対策としてDMARCが拡大中、しかし運用面で課題も
今、フィッシング対策協議会が力を入れて導入を促しているのが、送信ドメイン認証技術「DMARC(ディーマーク)」だ。人による判別が困難なフィッシングメールを識別し、なりすまし被害を未然に防ぐ技術である。同じ送信ドメイン認証技術である「SPF」や「DKIM」が、認証に失敗したメールの取り扱い方を受信側に委ねるのに対し、DMARCは、認証できなかった場合の処理を送信側が宣言したポリシーに基づいて実行できる点が特徴だ。
たとえば、自社のドメインになりすましたメールを、送信側が設定したポリシーで「隔離(quarantine)」や「拒否(reject)」に設定できるため、より能動的にブランドと顧客を脅威から守ることができる。
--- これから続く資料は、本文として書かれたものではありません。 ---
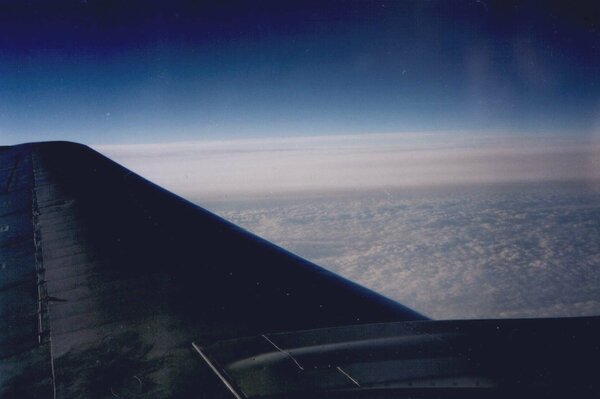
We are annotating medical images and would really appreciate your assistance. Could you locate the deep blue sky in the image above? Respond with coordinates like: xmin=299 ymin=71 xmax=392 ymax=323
xmin=0 ymin=0 xmax=600 ymax=143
また、自社ドメインを使用して送信されているメールに関するレポートを受け取り、脅威の状況を可視化することも可能だ。
Gmailは2024年2月から、1日5,000通以上のメールを配信する事業者に対し、DMARCなどの送信ドメイン認証の対応を必須とした。そのため、事業者での導入や検討が急速に進んでいる。
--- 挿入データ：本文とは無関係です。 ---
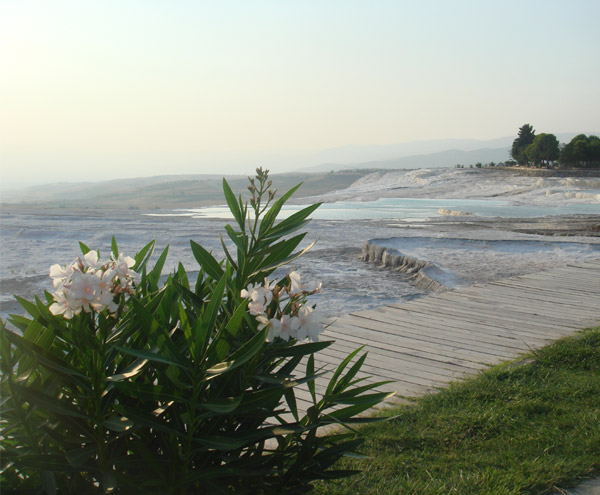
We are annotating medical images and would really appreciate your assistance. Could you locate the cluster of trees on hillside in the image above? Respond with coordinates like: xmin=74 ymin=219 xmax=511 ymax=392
xmin=510 ymin=124 xmax=600 ymax=168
DMARCの設定は、自社(送信側)のドメインを管理する権威DNSサーバにSPFやDKIMの設定が入っていれば、TXTレコードにDMARCレコードを追加するだけの比較的簡単な作業で完了する。しかし実際の運用では、たとえばキャンペーン用の一時的なドメインを自社内の部門が運用するケースなどで、正規メールの認証が失敗し、送信先に届かない事故が頻発している。
このようなメールの不達を嫌って、いまだにDMARCポリシーを「none(レポートはするがメールの隔離や拒否はしない)」設定で運用している企業が多い。フィッシングの被害を減らすためには「Reject」化が必須だが、そのためには日々大量に届くレポートの解析や、各部門での運用実態の把握、地道な調整・確認作業が必要となる。
ただ、この面倒な作業を支援するコンサルティングサービスや、権威DNSをハイジャックされる恐れのある設定ミスを確認するツールなど、DNS管理を強化するソリューションは市場に出てきている。自社運用に限界を感じるようなら、ベンダーに相談してみるのもよいだろう。